Between February 24 and August 10, at least 942 children were killed or injured in Ukraine – an average of five children every day— with 356 children losing their lives and 586 wounded, according to data from the Office of the United Nations High Commissioner for Human Rights (OHCHR).
The UN has said that the total number of casualties is likely to be much higher than those currently verified and the exact ages of all child casualties are not all known. Most of the verified child casualties were due to the use of explosive weapons in populated, urban areas.
In the once bustling city of Kharkiv, relentless shelling and bombing reportedly damaged more than 600 buildings in the first month of the war, according to city officials, including nurseries, schools and health care facilities.
Dana*, 29, and her daughter, Antonina*, 2, fled Kharkiv in March at the peak of the city’s bombardment. Before they managed to escape the city, they took refuge in a cellar as the sound of air aids could be heard overhead.
“She heard all the explosions and was afraid; she couldn’t sleep. When the same thing happens here, she is scared and asks: ‘Something went boom, mom. What just went boom?’” said Dana. “With a child that’s only two-and-a-half years old, I can’t just explain to her that there’s a war going on and children are dying. She’s too small.”
Instead, she tells her daughter that the loud booms are thunder. But this tactic doesn’t work for her older nieces and nephews who are more aware of what is happening.

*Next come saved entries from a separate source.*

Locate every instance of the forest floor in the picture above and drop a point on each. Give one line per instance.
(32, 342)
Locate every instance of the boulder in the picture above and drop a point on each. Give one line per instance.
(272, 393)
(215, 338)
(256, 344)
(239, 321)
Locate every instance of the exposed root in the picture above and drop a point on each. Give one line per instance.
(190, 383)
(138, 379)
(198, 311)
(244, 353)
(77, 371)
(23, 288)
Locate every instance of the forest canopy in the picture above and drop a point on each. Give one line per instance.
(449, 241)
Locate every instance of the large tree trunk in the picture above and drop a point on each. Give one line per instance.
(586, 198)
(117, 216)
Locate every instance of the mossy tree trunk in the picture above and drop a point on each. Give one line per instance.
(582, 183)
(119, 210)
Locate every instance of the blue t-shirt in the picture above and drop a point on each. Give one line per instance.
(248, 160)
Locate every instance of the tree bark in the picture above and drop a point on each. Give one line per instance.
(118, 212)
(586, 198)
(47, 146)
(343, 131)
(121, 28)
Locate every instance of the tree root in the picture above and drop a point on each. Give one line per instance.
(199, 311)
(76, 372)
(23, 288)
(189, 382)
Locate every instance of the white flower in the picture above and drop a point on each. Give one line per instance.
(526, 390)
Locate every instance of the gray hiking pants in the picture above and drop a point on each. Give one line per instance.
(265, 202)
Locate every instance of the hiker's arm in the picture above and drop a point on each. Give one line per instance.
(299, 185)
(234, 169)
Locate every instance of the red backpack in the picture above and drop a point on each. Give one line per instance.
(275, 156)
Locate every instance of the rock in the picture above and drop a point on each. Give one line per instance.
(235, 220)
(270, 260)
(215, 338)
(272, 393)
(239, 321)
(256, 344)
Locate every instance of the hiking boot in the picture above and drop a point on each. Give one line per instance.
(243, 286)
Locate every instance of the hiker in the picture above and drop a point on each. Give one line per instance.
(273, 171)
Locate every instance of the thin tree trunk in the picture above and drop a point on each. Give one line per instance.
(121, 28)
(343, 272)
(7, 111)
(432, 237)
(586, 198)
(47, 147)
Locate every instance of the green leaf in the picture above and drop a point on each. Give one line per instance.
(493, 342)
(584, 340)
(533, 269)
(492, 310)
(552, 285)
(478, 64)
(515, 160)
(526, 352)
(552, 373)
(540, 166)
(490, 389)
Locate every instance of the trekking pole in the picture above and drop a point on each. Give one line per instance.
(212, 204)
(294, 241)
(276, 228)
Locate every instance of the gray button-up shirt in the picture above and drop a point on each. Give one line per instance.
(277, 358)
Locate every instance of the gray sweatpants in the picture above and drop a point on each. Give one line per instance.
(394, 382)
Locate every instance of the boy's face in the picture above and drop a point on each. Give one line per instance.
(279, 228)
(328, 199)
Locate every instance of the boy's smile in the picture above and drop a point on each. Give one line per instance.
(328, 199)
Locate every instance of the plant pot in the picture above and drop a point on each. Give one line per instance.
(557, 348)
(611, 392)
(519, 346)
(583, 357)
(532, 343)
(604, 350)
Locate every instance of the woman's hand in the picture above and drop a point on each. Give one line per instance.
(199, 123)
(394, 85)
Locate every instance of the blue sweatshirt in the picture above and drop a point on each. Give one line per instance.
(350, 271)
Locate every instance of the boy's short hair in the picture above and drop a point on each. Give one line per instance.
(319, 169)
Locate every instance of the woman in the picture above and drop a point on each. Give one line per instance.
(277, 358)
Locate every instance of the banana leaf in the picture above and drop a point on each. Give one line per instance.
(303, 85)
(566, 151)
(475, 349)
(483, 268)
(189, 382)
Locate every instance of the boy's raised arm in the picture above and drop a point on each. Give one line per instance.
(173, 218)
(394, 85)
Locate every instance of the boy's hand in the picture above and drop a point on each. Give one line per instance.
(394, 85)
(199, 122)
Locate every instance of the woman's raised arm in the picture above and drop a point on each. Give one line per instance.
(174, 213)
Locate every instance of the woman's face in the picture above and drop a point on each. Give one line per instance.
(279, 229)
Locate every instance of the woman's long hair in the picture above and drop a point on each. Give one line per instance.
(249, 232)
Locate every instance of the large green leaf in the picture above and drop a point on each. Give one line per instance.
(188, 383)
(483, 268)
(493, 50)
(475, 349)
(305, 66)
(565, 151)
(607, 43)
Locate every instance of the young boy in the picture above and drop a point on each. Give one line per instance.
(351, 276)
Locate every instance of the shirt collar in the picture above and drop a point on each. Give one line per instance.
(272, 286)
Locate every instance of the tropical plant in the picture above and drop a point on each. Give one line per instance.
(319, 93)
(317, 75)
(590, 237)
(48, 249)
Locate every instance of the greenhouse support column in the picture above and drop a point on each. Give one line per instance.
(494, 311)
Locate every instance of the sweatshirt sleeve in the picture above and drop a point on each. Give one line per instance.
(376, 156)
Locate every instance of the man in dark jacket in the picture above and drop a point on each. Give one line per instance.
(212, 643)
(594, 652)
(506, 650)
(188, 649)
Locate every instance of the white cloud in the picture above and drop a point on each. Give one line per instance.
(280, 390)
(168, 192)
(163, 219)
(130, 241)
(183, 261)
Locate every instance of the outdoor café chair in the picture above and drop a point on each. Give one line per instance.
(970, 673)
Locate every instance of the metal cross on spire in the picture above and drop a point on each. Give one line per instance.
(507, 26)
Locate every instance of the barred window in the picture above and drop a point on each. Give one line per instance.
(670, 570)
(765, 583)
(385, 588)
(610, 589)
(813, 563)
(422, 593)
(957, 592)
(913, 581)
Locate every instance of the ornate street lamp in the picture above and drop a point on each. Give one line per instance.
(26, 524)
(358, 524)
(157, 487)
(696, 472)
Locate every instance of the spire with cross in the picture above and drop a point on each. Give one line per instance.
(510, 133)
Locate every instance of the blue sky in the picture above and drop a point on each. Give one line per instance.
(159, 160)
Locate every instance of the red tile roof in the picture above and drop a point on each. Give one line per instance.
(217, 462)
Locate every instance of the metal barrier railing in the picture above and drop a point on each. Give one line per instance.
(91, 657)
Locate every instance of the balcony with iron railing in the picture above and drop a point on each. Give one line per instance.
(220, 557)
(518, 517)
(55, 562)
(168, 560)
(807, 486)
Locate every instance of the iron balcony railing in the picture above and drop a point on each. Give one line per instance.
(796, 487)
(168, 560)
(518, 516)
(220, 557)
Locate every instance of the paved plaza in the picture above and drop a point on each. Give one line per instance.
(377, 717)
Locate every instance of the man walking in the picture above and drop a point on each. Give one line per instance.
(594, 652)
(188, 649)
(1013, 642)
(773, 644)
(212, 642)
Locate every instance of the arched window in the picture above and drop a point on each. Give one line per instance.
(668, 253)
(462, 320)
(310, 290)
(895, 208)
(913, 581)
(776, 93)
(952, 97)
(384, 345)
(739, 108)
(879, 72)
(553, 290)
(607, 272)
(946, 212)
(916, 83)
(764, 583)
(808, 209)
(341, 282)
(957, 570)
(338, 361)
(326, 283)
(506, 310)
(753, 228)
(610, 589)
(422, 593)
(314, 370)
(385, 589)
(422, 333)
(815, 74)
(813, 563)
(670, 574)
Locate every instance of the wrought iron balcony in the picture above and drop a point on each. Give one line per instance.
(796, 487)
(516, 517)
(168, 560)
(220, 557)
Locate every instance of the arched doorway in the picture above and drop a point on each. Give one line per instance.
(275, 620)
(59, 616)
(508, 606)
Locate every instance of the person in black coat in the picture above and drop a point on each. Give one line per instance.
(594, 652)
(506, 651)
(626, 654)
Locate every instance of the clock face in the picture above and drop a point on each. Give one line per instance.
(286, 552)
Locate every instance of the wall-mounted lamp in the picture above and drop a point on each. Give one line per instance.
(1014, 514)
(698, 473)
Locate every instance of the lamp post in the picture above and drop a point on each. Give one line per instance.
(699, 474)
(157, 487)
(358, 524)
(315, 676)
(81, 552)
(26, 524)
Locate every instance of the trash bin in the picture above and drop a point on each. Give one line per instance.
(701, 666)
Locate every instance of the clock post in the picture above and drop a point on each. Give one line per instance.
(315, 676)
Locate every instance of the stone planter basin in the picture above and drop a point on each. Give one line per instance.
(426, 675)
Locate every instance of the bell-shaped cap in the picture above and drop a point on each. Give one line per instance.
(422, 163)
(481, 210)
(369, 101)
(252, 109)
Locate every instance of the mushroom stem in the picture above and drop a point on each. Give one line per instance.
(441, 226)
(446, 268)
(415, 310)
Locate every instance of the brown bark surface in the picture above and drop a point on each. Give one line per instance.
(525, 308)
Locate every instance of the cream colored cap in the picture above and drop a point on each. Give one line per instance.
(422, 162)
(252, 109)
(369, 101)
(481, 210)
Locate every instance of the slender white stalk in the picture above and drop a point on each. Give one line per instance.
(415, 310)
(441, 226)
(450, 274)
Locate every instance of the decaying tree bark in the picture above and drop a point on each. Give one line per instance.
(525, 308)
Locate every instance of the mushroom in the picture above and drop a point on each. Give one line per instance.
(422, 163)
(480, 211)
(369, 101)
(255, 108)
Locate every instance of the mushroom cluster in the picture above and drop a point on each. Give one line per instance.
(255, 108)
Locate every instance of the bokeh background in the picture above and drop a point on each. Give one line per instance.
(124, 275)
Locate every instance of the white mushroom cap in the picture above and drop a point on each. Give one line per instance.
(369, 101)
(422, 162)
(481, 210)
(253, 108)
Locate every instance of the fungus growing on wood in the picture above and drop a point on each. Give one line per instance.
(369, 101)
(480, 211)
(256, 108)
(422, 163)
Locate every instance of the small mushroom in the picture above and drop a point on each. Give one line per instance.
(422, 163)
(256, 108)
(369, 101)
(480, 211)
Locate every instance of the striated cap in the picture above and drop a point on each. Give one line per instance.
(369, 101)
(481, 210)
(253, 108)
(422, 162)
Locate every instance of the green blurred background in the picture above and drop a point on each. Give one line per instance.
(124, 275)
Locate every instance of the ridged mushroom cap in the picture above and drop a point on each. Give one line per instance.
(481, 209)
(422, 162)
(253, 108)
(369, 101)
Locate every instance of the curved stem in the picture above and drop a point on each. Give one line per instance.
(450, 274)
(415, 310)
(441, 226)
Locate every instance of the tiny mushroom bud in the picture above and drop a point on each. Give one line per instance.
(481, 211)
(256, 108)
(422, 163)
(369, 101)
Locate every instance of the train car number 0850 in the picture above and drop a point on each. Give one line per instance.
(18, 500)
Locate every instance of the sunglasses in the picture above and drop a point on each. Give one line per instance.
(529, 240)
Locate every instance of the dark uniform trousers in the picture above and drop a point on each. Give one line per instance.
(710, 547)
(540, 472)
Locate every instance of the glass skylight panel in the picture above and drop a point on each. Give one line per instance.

“They ask a lot of questions. One of my nephews is nine and he asks: “Will I die as well?” His parents try hard at picking the right words to give him an answer,” said Dana. “My five-year-old niece asks ‘When I grow up, will I still be running to the hallway when there’s a siren?’ So, they understand [that this isn’t normal].”
Children in parts of the country are growing up on the frontlines of brutal warfare as urban areas are used as battlefields, leading to deaths and life-changing injuries, and destroying infrastructure needed to guarantee access to life-saving food and water.
Millions of children from Ukraine have fled their homes, with an estimated 3.1 million children living as refugees in neighbouring countries. About 3 million children are believed to be internally displaced inside Ukraine.
Save the Children’s Country Director in Ukraine, Sonia Khush, said: “Although children in Ukraine have nothing to do with the causes of the war, they are the ones most affected by it. They are growing up to the sound of bombs and shelling, and to the sight of their homes being destroyed, their schools damaged and their friends and family members being killed or injured.”